- Arehalli Location in Karnataka, India Arehalli Arehalli (India)
- Coordinates: 13°02′45″N 75°48′15″E﻿ / ﻿13.04583°N 75.80417°E
- Country: India
- State: Karnataka
- District: Hassan
- Taluka: Belur

Government
- • Body: Gram panchayat

Area
- • Total: 5.1584 km^{2} (1.9917 sq mi)
- Elevation: 1,055 m (3,461 ft)

Population (2011)
- • Total: 7,467
- • Density: 1,448/km^{2} (3,749/sq mi)

Languages
- • Official: Kannada
- Time zone: UTC+5:30 (IST)
- PIN: 573101
- Vehicle registration: KA-46

= Arehalli =

 Arehalli is a village in the state of Karnataka in southern India.

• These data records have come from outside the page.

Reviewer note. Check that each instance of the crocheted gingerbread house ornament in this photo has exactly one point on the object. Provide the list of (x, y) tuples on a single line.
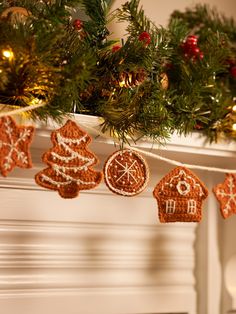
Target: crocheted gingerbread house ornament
[(226, 195), (14, 145), (69, 162), (126, 172), (179, 196)]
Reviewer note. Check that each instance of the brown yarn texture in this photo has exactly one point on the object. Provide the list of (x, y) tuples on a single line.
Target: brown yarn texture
[(126, 173), (179, 196), (14, 145), (70, 162), (226, 195)]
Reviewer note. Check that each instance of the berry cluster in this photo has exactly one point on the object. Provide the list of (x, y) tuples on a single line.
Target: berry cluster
[(191, 49), (232, 67)]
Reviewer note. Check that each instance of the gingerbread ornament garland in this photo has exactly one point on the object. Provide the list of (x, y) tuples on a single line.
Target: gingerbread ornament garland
[(69, 162), (126, 172), (226, 195), (179, 196), (14, 145)]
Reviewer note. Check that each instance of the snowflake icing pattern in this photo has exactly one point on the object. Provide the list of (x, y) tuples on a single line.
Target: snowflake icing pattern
[(14, 145)]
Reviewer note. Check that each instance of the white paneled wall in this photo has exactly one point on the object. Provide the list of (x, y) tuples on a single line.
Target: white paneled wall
[(102, 253)]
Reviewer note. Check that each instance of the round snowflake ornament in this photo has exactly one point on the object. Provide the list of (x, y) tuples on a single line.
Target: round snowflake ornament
[(126, 173)]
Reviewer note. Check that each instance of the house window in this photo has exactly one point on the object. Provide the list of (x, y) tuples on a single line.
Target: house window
[(192, 207), (170, 206)]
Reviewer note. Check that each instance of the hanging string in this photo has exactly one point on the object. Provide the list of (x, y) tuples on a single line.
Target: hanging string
[(158, 157), (21, 110)]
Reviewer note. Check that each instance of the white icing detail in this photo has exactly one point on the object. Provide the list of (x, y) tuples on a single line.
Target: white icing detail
[(21, 156), (231, 195), (183, 187), (170, 206), (192, 207), (66, 140), (127, 170), (182, 175), (120, 190)]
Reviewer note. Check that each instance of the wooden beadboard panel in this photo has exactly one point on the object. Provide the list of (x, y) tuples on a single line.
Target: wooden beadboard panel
[(37, 255), (57, 255), (131, 300)]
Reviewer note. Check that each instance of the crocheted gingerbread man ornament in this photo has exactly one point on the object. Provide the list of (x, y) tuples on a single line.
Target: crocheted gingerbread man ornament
[(69, 162), (126, 172), (179, 196), (226, 195), (14, 145)]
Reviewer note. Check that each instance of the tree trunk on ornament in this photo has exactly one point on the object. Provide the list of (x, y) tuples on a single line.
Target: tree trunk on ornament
[(70, 163)]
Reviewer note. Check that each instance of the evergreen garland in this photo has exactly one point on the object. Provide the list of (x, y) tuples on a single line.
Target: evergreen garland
[(152, 84)]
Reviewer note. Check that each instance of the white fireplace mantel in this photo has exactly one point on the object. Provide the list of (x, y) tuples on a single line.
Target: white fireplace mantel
[(107, 254)]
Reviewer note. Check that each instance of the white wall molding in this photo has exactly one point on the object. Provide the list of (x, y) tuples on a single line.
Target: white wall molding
[(102, 253)]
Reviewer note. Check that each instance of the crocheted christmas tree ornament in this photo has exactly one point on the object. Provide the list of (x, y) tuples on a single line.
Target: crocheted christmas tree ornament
[(14, 145)]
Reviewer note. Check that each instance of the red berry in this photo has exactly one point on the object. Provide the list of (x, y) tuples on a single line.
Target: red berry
[(145, 37), (191, 40), (116, 48), (78, 24), (195, 51), (233, 71)]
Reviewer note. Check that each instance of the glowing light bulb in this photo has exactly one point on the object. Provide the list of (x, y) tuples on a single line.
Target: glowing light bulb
[(8, 54), (122, 83)]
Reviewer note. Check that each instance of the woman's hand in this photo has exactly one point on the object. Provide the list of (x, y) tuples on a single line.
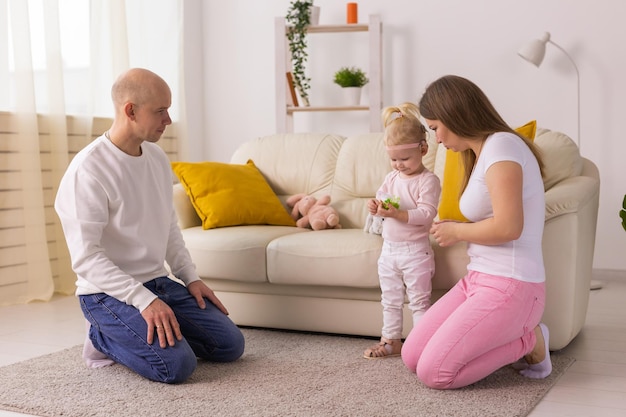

As per census 2011, the location code number of Arehalli is 615144. It is located in the Belur taluk of Hassan district in Karnataka, and is about 230 kilometres from the state capital Bangalore, and 146 kilometres from the chief port city of Mangalore. It is well connected by road through the city of Hassan. The nearest airport is Mangalore International Airport at 160 km, and the nearest major railway station is Hassan Junction railway station located at a distance of 46 km; Sakleshpura railway station is 17 km away.

==Agriculture==
Local farmers grow coffee (also known as Arehalli Coffee) on their plantation lands. Arehalli contributes 40% of coffee to Karnataka's 71% of contribution in the country's coffee production. According to Arnold Wright, who wrote a book on the state of Mysore dated 1914, Sir Basil Scott (former Chief Justice of Bombay, British India in 1914) owned a coffee plantation in Arehalli.